WH: You didn't stop farming after you left Heart Mountain. You continued to farm here in the Santa Clara Valley?

ES: Well, we had our own farm, in other words, we owned the farm. My father's, being an alien of Japanese ancestry, but he bought the property before the law against Japanese buying property in 1913, he bought it in 1907. He came, immigrated to California in 1900.

WH: So how much property did you have after?

ES: Well, we owned our own property, about 50 acres. But after coming back, we had 175 acres to farm.

WH: And how long did you farm that 175 acres?

ES: Well, we farmed 'til the government had decided that cyclamen, we cannot use cyclamen no longer as sweetening, put the sweetening in our canning fruit. So all that year's growth and delivering, harvesting, we didn't get one cent. So we went bankrupt; all the pear growers went bankrupt. Then three years later, the government declared that cyclamen is all right, perfectly right to use. So what can you do? You're broke, you're gone.
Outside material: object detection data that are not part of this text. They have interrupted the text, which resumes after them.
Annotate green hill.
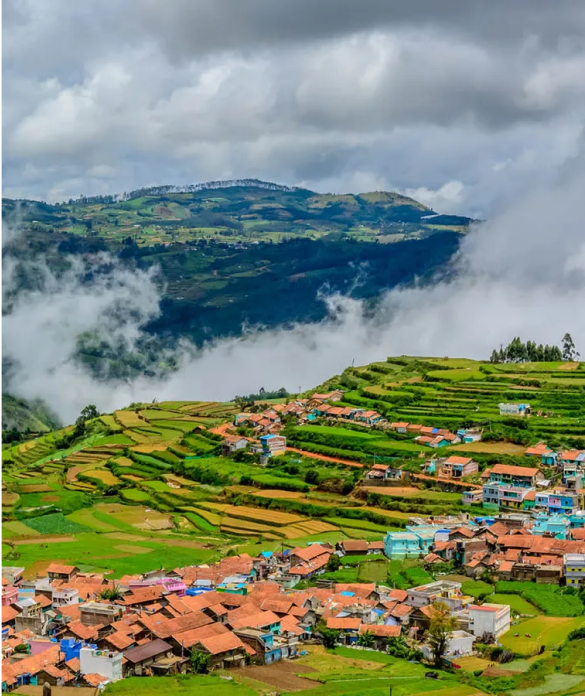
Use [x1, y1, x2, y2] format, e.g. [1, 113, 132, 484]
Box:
[2, 394, 59, 433]
[2, 180, 471, 356]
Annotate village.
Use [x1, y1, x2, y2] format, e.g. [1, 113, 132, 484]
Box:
[1, 362, 585, 694]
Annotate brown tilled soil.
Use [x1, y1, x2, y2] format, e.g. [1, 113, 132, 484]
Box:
[233, 660, 318, 691]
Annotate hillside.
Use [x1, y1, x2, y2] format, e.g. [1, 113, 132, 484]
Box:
[2, 180, 470, 247]
[2, 182, 470, 356]
[2, 357, 585, 577]
[2, 394, 59, 433]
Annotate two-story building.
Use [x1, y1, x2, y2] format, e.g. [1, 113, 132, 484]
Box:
[563, 553, 585, 587]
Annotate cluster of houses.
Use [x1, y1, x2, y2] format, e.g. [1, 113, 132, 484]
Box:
[234, 389, 387, 435]
[1, 514, 585, 691]
[384, 511, 585, 585]
[1, 540, 509, 691]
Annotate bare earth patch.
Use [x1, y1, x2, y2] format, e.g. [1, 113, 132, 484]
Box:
[233, 661, 316, 691]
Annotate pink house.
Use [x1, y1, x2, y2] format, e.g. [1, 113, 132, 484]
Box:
[1, 585, 18, 607]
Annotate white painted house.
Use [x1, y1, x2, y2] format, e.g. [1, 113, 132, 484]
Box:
[469, 604, 510, 638]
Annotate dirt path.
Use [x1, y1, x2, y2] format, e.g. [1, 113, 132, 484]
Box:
[12, 535, 77, 546]
[286, 447, 364, 469]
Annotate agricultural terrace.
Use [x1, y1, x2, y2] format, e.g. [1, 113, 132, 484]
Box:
[2, 358, 585, 580]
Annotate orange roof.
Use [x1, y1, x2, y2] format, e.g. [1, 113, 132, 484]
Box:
[0, 604, 20, 624]
[341, 539, 368, 551]
[67, 621, 103, 640]
[445, 455, 473, 466]
[492, 464, 539, 477]
[198, 631, 244, 655]
[388, 590, 408, 602]
[106, 631, 134, 650]
[229, 611, 280, 628]
[327, 617, 362, 631]
[172, 622, 230, 648]
[47, 563, 79, 575]
[290, 544, 333, 561]
[83, 672, 108, 686]
[360, 624, 401, 638]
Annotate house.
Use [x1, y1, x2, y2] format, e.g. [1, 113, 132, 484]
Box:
[222, 435, 248, 454]
[47, 563, 79, 582]
[468, 603, 510, 642]
[79, 646, 123, 682]
[358, 624, 402, 651]
[563, 553, 585, 586]
[498, 403, 531, 416]
[326, 617, 362, 645]
[79, 602, 124, 626]
[52, 587, 79, 609]
[534, 488, 583, 515]
[1, 585, 18, 607]
[311, 389, 343, 401]
[524, 442, 557, 466]
[482, 483, 534, 510]
[124, 638, 173, 677]
[421, 631, 475, 660]
[489, 464, 544, 488]
[260, 435, 286, 457]
[193, 631, 247, 669]
[440, 455, 478, 478]
[406, 580, 464, 611]
[461, 488, 483, 505]
[1, 566, 24, 585]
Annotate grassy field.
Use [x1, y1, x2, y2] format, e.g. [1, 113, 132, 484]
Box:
[500, 616, 585, 655]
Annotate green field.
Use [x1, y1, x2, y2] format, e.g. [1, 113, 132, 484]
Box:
[500, 616, 585, 655]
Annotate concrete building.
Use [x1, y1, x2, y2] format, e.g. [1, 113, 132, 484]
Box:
[79, 647, 123, 682]
[563, 553, 585, 587]
[468, 604, 510, 638]
[52, 587, 79, 609]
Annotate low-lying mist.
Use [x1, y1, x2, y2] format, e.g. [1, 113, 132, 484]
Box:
[2, 171, 585, 422]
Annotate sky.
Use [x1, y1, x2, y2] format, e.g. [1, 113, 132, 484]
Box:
[1, 0, 585, 218]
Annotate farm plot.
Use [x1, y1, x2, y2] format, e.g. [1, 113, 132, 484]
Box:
[500, 616, 585, 655]
[95, 503, 173, 530]
[200, 502, 305, 527]
[83, 469, 120, 486]
[114, 411, 148, 429]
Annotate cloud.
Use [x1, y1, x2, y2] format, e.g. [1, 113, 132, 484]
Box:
[2, 0, 585, 217]
[2, 160, 585, 421]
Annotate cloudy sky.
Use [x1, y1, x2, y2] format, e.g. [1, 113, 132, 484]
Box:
[2, 0, 585, 216]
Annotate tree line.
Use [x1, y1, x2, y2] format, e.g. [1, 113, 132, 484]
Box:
[490, 333, 580, 363]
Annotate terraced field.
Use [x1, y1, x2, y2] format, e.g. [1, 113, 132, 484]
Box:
[2, 358, 585, 580]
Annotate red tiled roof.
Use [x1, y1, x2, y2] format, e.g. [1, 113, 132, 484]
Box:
[492, 464, 539, 477]
[445, 455, 473, 466]
[172, 623, 230, 648]
[359, 624, 401, 638]
[198, 631, 244, 655]
[327, 617, 362, 631]
[47, 563, 79, 575]
[229, 611, 280, 628]
[0, 604, 20, 624]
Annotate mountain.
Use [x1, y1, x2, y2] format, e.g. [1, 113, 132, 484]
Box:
[2, 180, 472, 377]
[2, 394, 60, 433]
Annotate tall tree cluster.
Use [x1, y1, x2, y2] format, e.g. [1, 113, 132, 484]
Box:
[490, 333, 579, 363]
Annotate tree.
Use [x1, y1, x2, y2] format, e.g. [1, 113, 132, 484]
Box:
[358, 631, 376, 648]
[191, 650, 211, 674]
[321, 628, 341, 650]
[563, 333, 579, 362]
[327, 553, 341, 573]
[427, 602, 457, 667]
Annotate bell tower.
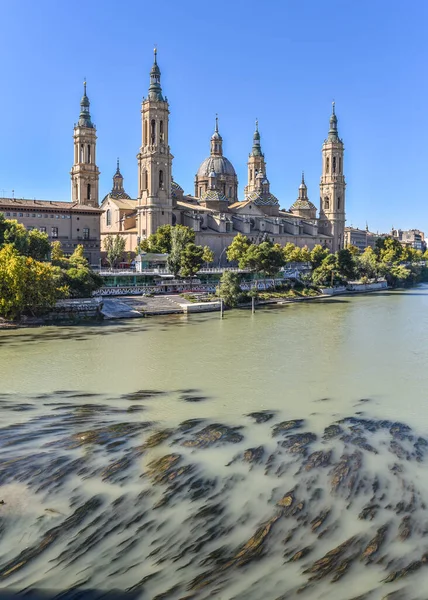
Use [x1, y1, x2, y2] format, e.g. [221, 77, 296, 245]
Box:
[137, 48, 173, 238]
[244, 120, 266, 196]
[70, 81, 100, 207]
[318, 102, 346, 252]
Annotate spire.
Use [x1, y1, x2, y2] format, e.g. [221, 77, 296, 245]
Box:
[211, 113, 223, 156]
[250, 119, 263, 156]
[78, 79, 93, 128]
[328, 100, 340, 142]
[149, 48, 164, 102]
[299, 171, 308, 200]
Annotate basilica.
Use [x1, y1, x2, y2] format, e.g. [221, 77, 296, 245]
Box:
[71, 50, 346, 264]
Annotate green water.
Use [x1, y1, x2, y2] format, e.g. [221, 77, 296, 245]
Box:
[0, 287, 428, 425]
[0, 286, 428, 600]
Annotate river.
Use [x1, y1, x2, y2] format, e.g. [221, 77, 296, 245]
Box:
[0, 286, 428, 600]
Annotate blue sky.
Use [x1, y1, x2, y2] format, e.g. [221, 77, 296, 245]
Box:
[0, 0, 428, 232]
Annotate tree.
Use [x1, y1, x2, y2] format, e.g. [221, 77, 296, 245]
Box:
[136, 225, 195, 254]
[375, 236, 403, 264]
[348, 244, 361, 256]
[226, 233, 251, 269]
[216, 271, 242, 307]
[180, 244, 204, 277]
[357, 246, 381, 280]
[312, 254, 342, 286]
[0, 244, 68, 319]
[240, 242, 284, 286]
[202, 246, 214, 264]
[104, 234, 126, 269]
[311, 244, 330, 269]
[337, 248, 356, 280]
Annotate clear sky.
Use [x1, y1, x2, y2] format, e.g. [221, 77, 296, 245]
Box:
[0, 0, 428, 232]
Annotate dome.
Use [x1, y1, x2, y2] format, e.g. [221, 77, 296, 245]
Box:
[200, 190, 228, 204]
[245, 190, 279, 206]
[171, 180, 184, 198]
[290, 198, 317, 211]
[197, 156, 236, 177]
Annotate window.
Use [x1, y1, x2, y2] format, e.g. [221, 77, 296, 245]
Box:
[150, 119, 156, 146]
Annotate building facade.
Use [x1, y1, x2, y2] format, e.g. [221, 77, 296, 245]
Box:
[101, 51, 346, 264]
[0, 83, 102, 266]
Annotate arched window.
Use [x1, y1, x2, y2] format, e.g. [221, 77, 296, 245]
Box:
[143, 119, 148, 146]
[150, 119, 156, 146]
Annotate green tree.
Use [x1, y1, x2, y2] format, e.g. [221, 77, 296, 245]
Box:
[240, 242, 285, 284]
[202, 246, 214, 264]
[356, 246, 381, 280]
[104, 234, 126, 269]
[312, 254, 342, 286]
[180, 244, 204, 277]
[337, 248, 356, 280]
[0, 244, 68, 319]
[216, 271, 243, 308]
[348, 244, 361, 256]
[136, 225, 195, 254]
[311, 244, 330, 269]
[375, 236, 403, 264]
[226, 233, 251, 269]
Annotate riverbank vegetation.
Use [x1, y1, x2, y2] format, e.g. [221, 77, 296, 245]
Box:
[0, 214, 102, 319]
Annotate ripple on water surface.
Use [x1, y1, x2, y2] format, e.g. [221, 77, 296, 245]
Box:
[0, 389, 428, 600]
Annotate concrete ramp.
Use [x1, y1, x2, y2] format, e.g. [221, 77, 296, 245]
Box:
[101, 298, 143, 319]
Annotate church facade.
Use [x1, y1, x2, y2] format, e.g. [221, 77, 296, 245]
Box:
[98, 50, 346, 264]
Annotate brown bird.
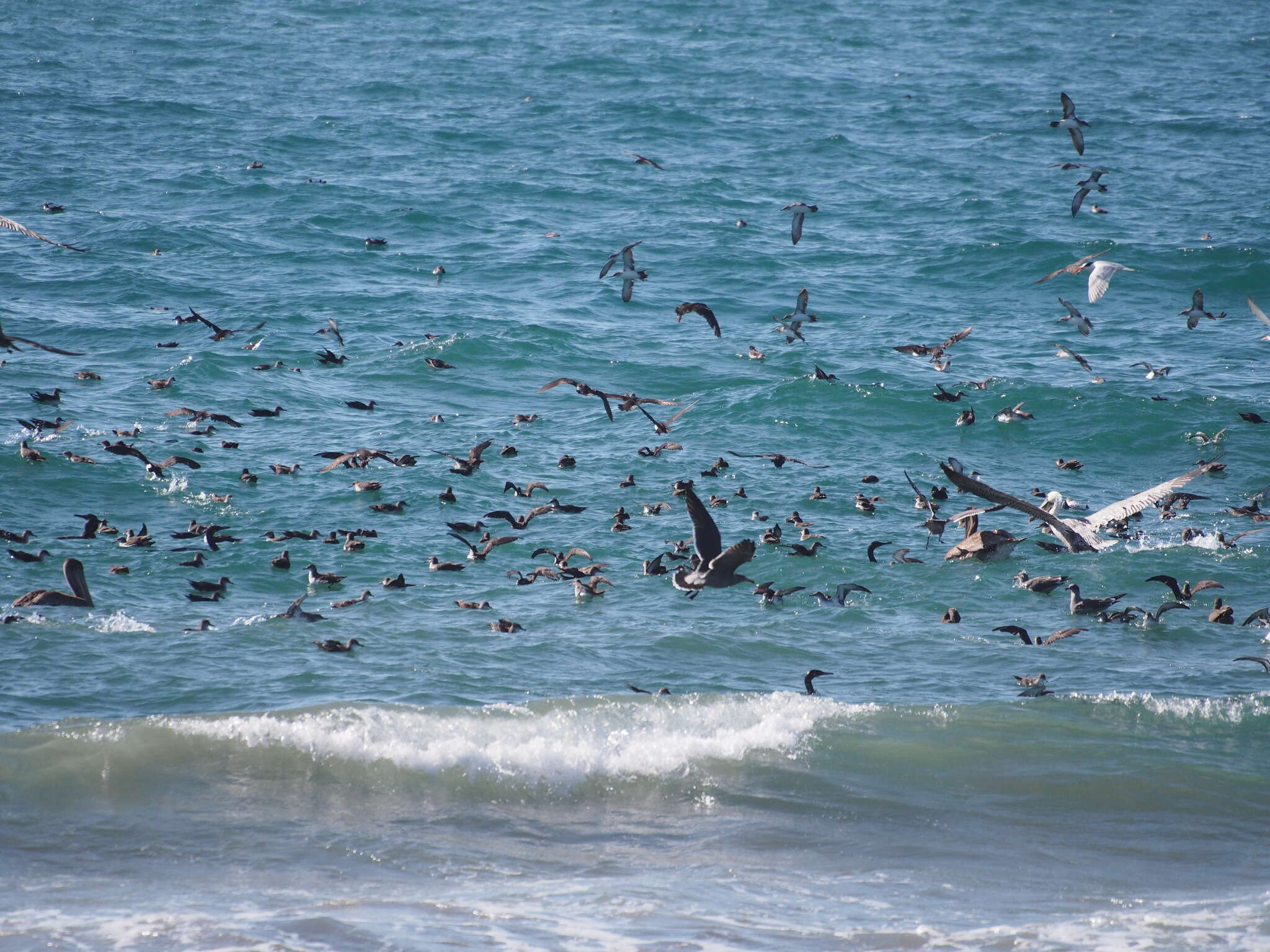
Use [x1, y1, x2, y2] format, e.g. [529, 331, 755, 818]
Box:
[0, 319, 84, 356]
[12, 558, 93, 608]
[312, 642, 363, 654]
[503, 480, 551, 499]
[447, 532, 520, 562]
[428, 439, 494, 476]
[330, 589, 371, 608]
[1032, 247, 1111, 284]
[428, 556, 468, 573]
[728, 449, 829, 470]
[674, 301, 722, 338]
[482, 505, 555, 531]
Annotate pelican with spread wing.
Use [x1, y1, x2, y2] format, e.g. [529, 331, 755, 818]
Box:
[940, 464, 1209, 552]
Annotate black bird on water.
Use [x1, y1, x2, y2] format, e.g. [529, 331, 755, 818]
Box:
[802, 668, 833, 694]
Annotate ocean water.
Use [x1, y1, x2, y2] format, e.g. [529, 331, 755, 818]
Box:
[0, 0, 1270, 952]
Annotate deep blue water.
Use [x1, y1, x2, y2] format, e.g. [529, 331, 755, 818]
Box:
[0, 0, 1270, 952]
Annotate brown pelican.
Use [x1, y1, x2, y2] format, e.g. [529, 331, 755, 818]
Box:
[940, 464, 1209, 552]
[12, 558, 93, 608]
[672, 488, 756, 598]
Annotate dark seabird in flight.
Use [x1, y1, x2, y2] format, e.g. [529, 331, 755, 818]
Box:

WH: What year was that that you went bankrupt and lost some of your land?

ES: I believe it was 1948 or something, '48 or '50.

WH: So were you able to hang onto some of your land?

ES: Yes, we were able to hang onto our land because it was all paid for. But the farmers who didn't, had mortgage, they just couldn't keep up their payments, they were taken away, and lost it.

WH: So you didn't lose your land, but others did?

ES: Now, I didn't, we didn't lose our own land.